Programs like this show that when employees feel supported to grow, not just do their jobs, they’re more likely to apply, stay, engage and see a future with the company. And that matters. Higher retention strengthens team continuity, reduces training costs and builds a culture of loyalty.
Without a strong, stable team, even the most advanced systems fall short. According to the 2024 study from Hospitality Technology, every hotel operator surveyed plans to increase or maintain their tech budgets this year, with nearly a third of that spend going to new implementations. But as industry leaders emphasize, new innovations like mobile check-in, artificial intelligence concierges and smart-room tech only succeed when teams are trained and motivated to bring them to life.
And for many of the roles where human connection is nonnegotiable (housekeeping, food and beverage, guest services), filling those positions remains one of the biggest challenges in the industry. It’s for this reason that future-thinking hospitality leaders are doing more than upgrading systems; they are upgrading people.
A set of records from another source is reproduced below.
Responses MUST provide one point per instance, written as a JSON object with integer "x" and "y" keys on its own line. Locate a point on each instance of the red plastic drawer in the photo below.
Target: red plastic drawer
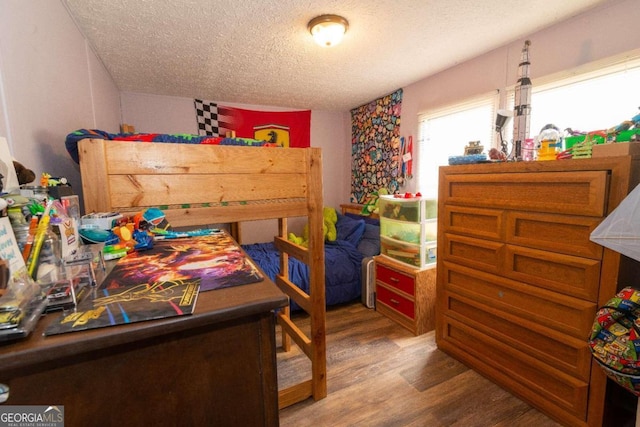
{"x": 396, "y": 279}
{"x": 395, "y": 301}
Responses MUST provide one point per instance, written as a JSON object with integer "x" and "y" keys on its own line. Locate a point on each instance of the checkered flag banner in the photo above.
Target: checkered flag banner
{"x": 212, "y": 120}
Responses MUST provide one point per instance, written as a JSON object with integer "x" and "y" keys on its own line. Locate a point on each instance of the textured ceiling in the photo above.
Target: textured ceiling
{"x": 260, "y": 52}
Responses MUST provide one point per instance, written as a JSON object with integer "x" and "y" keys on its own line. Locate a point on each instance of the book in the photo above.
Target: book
{"x": 130, "y": 304}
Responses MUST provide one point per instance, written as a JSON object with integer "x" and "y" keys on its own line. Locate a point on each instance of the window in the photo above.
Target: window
{"x": 587, "y": 103}
{"x": 446, "y": 132}
{"x": 590, "y": 101}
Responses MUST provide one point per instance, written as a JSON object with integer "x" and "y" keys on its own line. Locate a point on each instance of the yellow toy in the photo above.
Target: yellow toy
{"x": 329, "y": 219}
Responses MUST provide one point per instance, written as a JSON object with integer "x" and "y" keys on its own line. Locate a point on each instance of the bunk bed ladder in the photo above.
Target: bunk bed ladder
{"x": 313, "y": 303}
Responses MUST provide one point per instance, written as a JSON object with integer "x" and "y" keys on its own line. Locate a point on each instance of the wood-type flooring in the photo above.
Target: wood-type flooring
{"x": 379, "y": 374}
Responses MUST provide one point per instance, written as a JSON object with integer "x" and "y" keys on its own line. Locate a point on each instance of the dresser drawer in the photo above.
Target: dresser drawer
{"x": 395, "y": 279}
{"x": 567, "y": 234}
{"x": 570, "y": 275}
{"x": 572, "y": 193}
{"x": 515, "y": 370}
{"x": 476, "y": 222}
{"x": 395, "y": 301}
{"x": 481, "y": 254}
{"x": 571, "y": 355}
{"x": 568, "y": 315}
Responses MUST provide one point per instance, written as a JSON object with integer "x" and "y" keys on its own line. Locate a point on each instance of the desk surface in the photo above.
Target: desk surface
{"x": 212, "y": 307}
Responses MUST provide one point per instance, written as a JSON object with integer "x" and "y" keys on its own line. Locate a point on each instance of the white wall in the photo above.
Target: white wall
{"x": 51, "y": 84}
{"x": 603, "y": 34}
{"x": 329, "y": 131}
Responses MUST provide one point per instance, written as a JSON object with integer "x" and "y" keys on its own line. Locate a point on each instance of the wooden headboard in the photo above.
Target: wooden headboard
{"x": 208, "y": 184}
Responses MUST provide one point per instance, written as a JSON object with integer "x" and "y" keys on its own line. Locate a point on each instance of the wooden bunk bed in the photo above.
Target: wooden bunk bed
{"x": 197, "y": 185}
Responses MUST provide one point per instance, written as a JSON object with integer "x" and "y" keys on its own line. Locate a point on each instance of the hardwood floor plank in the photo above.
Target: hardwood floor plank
{"x": 379, "y": 374}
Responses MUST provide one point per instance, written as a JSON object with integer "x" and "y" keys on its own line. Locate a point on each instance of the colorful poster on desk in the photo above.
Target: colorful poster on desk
{"x": 130, "y": 304}
{"x": 216, "y": 259}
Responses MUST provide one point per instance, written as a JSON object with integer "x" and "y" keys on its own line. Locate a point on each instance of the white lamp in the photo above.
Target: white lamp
{"x": 328, "y": 30}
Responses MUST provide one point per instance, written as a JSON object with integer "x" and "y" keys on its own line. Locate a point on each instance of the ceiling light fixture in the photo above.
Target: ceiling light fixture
{"x": 328, "y": 30}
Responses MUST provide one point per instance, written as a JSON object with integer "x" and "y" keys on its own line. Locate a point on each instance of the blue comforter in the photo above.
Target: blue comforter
{"x": 342, "y": 269}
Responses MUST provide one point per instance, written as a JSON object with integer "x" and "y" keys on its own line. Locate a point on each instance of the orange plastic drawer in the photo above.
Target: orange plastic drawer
{"x": 395, "y": 279}
{"x": 395, "y": 301}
Building for the long term
Too often, professional growth is buried in HR systems or reserved for a select few. To become a true retention strategy, career development must be visible, attainable and embedded in the day-to-day employee experience. That means tracking progress, celebrating promotions and equipping managers to guide their teams toward real advancement.
In hospitality, where every moment of service matters, a stable, skilled team is the ultimate competitive edge. Technology can elevate the guest experience, but only if your people are equipped to meet that standard. The brands that will lead the industry forward won’t be those that hired the fastest — they’ll be the ones that invested in growth from within.
Now more than ever, that starts with education.